– Ты его любишь?
Истомина подозрительно долго молчит, не говоря ни «да», ни «нет», я же дурею от затянувшейся паузы, ощущая себя эдакой марионеткой, подвешенной за нитки и управляемой чужой рукой. Наконец, Лизавета отрывает взгляд от тарелки и все-таки озвучивает свое негромкое «нет».
– Тогда почему? – выпаливаю я слишком поспешно и с облегчением выдыхаю: с таким диагнозом однозначно можно бороться.
– Почему с ним и даже согласилась выйти замуж? – Истомина-то и в свои двадцать была далеко не глупой девчонкой, а сейчас и вовсе понимает меня с полуслова. Она отрезает тонкий ломтик от отбивной, обмакивает его в гранатовый соус и отправляет в красивый рот, округлившийся в букву «о», чем на несколько мгновений дезориентирует меня. Усмехнувшись каким-то своим догадкам, она лишь качает головой и не дрогнувшим голосом объясняет: – потому что с ним спокойно, Саш. И надежно. Я знаю, что через год у нас будет свадьба и путешествие на Мальдивы, через пару лет – дом в Подмосковье и ребенок.
– А у нас? – Лизины фразы хлестким джебом (удар в боксе, который наносится из выпрямленной стойки разгибанием локтя вытянутой вперед левой руки – прим. автора) врезаются в челюсть. Отчего-то становится больно, что в ее распланированном будущем может не быть места для меня.
– А что у нас, Саш? – Истомина вскидывает подбородок и отчеканивает, до побелевших костяшек сжимая вилку: – Я уехала из Краснодара с выжженной пустыней в груди, а ты семь лет не пытался меня вернуть. Что изменилось-то?
Она не обвиняет меня и не кричит, только ее голос все равно срывается на хрип, а я не могу больше спокойно сидеть на стуле и смотреть, как кривятся ее губы. В пару секунд я огибаю стол и нависаю над Истоминой, положив подбородок ей на плечо и намеренно задевая ее щеку своей.

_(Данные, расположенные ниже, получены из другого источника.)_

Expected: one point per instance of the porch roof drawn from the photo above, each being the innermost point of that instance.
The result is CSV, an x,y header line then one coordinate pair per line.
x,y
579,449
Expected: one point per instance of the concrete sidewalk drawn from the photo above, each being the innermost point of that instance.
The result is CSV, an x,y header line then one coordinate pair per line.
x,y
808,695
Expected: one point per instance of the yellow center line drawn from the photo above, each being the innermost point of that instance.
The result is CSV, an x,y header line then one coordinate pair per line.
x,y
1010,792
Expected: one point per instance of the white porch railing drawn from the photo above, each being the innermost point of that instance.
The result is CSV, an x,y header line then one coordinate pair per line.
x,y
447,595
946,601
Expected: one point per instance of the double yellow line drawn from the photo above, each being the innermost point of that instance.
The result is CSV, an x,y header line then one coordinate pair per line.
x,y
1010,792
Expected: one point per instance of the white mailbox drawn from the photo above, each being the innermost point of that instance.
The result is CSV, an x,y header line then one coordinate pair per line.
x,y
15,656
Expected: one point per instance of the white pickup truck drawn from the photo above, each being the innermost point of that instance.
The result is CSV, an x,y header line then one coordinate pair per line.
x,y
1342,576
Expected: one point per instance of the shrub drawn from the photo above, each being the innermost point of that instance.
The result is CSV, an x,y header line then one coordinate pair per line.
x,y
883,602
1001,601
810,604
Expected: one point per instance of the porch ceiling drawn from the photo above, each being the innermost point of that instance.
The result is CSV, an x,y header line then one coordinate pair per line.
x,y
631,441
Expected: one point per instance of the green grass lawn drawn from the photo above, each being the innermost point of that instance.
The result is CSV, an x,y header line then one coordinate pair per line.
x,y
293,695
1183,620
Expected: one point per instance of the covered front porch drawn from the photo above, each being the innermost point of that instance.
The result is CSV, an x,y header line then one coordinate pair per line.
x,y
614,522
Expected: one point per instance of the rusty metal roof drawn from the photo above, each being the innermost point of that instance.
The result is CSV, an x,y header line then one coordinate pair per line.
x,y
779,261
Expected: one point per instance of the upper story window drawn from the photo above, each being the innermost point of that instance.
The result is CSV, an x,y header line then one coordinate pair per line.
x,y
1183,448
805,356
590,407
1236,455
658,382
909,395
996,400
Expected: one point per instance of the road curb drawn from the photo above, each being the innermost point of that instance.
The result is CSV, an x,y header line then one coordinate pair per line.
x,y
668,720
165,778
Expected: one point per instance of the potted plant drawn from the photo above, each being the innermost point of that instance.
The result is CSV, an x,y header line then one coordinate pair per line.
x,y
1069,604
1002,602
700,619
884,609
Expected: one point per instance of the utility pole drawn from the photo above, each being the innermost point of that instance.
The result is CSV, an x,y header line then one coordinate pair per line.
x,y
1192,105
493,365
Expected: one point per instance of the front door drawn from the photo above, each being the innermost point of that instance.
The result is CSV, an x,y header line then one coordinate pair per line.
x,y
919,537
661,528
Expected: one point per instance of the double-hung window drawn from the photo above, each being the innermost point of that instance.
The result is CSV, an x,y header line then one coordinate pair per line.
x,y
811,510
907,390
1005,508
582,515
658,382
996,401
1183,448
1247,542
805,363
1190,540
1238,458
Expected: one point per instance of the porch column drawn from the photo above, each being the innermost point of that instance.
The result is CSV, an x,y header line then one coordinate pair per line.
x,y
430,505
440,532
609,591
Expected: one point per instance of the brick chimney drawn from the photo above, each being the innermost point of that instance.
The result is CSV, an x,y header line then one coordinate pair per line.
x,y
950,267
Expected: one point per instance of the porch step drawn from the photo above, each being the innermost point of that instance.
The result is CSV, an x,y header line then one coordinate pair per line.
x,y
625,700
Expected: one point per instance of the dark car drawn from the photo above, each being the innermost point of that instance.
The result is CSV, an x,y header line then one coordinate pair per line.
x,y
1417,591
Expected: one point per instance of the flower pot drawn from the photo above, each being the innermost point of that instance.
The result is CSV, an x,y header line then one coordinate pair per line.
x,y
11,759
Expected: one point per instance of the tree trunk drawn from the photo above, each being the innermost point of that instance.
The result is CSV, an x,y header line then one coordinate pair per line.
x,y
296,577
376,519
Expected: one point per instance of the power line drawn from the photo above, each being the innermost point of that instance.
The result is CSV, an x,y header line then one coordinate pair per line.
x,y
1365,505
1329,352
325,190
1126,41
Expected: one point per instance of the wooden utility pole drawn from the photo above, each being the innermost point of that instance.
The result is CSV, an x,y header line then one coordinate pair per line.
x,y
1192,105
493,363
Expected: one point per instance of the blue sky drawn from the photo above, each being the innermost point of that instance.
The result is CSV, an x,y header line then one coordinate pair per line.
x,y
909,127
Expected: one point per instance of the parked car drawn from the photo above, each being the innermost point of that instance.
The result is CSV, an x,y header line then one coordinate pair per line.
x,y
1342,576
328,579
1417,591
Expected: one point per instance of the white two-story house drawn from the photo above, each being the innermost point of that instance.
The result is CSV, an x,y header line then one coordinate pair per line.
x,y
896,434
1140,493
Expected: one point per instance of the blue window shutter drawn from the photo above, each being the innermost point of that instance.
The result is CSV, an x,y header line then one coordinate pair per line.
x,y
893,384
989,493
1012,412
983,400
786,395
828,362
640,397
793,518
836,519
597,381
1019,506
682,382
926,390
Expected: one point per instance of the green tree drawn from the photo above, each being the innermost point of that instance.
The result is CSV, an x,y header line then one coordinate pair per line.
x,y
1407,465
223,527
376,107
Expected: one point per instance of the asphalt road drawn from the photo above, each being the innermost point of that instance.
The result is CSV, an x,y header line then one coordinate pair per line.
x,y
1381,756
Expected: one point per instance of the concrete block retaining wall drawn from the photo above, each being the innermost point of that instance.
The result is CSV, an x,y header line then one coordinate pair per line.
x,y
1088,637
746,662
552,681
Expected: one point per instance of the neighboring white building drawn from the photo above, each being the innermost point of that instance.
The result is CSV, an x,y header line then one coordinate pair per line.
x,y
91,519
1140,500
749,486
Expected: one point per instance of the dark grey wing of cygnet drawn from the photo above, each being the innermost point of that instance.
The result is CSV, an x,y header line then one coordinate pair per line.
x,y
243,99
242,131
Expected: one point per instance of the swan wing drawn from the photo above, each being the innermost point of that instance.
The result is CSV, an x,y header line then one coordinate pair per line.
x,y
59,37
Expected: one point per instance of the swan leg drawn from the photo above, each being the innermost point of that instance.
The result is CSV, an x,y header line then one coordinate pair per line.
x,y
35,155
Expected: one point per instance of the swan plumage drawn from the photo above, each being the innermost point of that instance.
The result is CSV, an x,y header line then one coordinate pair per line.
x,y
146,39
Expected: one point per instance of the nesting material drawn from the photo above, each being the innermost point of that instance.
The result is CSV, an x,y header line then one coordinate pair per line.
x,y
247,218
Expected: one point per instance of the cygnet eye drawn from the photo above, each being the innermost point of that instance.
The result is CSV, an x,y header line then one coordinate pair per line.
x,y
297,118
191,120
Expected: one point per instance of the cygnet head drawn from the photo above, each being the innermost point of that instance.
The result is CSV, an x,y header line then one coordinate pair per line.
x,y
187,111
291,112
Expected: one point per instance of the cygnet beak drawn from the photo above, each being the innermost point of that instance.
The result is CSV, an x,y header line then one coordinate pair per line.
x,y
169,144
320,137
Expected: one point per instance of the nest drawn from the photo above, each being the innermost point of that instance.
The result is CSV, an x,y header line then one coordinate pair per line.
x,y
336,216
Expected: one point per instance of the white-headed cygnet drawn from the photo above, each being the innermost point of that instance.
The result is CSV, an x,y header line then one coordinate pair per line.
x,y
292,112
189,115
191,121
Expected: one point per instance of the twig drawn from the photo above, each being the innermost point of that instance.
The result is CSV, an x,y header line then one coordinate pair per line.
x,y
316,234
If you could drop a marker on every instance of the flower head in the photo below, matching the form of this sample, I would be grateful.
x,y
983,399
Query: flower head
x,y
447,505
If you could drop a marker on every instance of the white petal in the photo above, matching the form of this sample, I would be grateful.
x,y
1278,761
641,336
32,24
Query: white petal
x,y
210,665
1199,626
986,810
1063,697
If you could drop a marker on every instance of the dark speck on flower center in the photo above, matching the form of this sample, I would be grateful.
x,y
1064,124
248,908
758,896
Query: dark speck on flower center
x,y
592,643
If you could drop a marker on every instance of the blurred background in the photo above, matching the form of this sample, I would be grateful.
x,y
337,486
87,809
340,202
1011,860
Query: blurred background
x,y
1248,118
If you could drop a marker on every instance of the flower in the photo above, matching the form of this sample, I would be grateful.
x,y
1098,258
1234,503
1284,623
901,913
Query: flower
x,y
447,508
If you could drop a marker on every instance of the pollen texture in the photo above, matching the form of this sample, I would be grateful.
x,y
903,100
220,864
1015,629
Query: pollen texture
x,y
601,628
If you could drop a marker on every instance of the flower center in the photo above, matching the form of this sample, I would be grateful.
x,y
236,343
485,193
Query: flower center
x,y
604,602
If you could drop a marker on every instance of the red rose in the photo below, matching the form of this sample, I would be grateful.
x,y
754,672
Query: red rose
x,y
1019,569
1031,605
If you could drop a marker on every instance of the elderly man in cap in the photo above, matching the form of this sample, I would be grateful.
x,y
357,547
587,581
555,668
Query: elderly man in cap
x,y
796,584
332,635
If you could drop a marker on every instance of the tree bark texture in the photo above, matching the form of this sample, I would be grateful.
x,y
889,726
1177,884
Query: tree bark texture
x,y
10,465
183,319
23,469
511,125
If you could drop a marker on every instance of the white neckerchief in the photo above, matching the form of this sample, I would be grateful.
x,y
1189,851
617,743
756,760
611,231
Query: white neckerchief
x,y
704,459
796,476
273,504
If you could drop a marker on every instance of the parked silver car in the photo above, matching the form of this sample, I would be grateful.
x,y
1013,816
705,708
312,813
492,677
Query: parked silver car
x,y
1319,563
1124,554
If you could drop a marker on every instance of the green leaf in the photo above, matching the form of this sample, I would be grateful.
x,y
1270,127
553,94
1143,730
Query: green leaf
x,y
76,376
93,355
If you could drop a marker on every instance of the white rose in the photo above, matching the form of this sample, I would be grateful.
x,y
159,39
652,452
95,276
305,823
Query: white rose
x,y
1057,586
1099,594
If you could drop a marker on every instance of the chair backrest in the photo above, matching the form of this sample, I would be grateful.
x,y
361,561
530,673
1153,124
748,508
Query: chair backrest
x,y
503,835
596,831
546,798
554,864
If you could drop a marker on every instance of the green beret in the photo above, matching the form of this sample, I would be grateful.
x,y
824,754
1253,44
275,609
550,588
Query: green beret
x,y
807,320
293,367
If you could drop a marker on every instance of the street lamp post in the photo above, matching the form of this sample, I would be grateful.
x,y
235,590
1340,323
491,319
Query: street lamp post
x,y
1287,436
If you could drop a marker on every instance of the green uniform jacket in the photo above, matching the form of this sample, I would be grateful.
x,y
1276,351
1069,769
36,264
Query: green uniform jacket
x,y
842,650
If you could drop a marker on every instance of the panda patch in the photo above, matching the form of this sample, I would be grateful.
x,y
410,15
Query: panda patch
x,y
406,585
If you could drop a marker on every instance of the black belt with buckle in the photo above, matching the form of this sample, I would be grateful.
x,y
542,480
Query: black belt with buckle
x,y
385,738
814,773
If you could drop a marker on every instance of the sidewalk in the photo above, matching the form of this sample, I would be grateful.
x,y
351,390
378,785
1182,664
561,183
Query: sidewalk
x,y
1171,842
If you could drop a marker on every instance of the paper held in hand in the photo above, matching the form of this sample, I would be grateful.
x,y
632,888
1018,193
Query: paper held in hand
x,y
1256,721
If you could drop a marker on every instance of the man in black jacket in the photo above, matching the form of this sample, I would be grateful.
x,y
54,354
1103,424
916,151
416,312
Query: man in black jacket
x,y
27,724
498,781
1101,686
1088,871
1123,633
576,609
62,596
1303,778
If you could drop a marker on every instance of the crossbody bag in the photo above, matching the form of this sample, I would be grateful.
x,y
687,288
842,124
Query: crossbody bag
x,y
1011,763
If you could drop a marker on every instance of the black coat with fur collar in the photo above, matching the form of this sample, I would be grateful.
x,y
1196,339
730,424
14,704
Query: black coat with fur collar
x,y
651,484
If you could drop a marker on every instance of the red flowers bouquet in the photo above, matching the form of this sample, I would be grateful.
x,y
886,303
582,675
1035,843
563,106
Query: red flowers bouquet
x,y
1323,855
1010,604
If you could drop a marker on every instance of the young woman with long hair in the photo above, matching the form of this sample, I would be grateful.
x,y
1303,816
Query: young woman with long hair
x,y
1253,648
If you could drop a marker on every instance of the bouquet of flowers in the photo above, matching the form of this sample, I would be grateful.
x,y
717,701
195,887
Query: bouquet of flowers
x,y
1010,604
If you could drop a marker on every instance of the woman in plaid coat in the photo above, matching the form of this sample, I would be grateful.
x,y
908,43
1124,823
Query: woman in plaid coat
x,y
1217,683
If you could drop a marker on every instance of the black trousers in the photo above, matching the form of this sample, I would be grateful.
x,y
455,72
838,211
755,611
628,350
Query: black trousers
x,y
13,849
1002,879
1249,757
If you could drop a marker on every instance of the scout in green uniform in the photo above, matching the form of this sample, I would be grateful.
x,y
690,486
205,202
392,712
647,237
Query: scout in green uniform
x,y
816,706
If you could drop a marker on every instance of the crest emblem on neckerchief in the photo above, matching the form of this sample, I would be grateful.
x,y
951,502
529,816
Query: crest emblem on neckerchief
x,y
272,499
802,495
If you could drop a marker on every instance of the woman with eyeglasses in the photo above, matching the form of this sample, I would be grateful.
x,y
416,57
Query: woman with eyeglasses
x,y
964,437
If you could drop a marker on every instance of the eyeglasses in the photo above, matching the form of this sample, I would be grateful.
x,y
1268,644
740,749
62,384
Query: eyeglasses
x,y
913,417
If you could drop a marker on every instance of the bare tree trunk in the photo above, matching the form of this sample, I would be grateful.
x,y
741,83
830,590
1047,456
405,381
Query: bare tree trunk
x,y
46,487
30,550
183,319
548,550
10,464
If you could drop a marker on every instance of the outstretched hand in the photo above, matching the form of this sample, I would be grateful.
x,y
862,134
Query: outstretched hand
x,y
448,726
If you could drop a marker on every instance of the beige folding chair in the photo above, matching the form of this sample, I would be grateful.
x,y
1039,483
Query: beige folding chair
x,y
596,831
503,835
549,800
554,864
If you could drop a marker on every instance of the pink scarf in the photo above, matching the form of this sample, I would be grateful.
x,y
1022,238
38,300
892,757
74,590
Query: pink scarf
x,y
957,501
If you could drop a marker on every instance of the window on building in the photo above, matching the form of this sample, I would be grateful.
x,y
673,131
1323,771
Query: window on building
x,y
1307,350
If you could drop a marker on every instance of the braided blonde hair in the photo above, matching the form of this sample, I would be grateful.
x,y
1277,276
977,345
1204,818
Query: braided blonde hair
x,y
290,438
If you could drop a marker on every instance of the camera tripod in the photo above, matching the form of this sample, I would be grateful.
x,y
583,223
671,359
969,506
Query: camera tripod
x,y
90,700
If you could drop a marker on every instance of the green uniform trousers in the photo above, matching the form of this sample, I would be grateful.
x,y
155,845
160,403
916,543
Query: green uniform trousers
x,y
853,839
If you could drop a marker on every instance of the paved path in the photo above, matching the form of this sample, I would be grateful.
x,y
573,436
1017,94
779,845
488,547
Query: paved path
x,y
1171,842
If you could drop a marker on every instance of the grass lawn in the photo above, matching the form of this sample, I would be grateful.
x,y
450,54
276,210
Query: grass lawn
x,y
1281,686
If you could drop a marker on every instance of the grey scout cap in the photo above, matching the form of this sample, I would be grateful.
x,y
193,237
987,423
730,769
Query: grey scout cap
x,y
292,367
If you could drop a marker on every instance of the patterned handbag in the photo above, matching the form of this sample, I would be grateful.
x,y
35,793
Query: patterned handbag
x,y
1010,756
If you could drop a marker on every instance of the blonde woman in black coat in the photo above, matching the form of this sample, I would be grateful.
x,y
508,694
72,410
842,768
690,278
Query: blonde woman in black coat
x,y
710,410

– Чтобы осознать некоторые вещи, иногда нужно преступно много времени.
Лиза сидит недвижимо, только дышит тяжело-тяжело, я же, не отдавая себе отчета, разворачиваю ее к себе вместе со стулом и нетерпеливо впиваюсь в приоткрытые губы. Они хранят вкус гранатового соуса и пьянящего алкоголя, от которого башню все-таки сносит. Тем более, когда желанная девушка подается навстречу и углубляет поцелуй, вцепляясь пальцами в мои волосы. Безумие уносит куда-то за грань нас обоих, моими ладонями сметает с ни в чем не повинного стола посуду и пригвождает Истомину за запястья к прохладной гладкой поверхности.
– Саш, я не готова, – пробивается тихое сквозь туман, и я до скрежета стискиваю зубы: никогда в жизни еще мне не было так сложно остановиться. Я утыкаюсь носом Лизе в ключицу и пытаюсь проморгаться, потому что зрение никак не хочет фокусироваться, пока Лизавета бережно гладит меня по спине. – Мне нужно ехать.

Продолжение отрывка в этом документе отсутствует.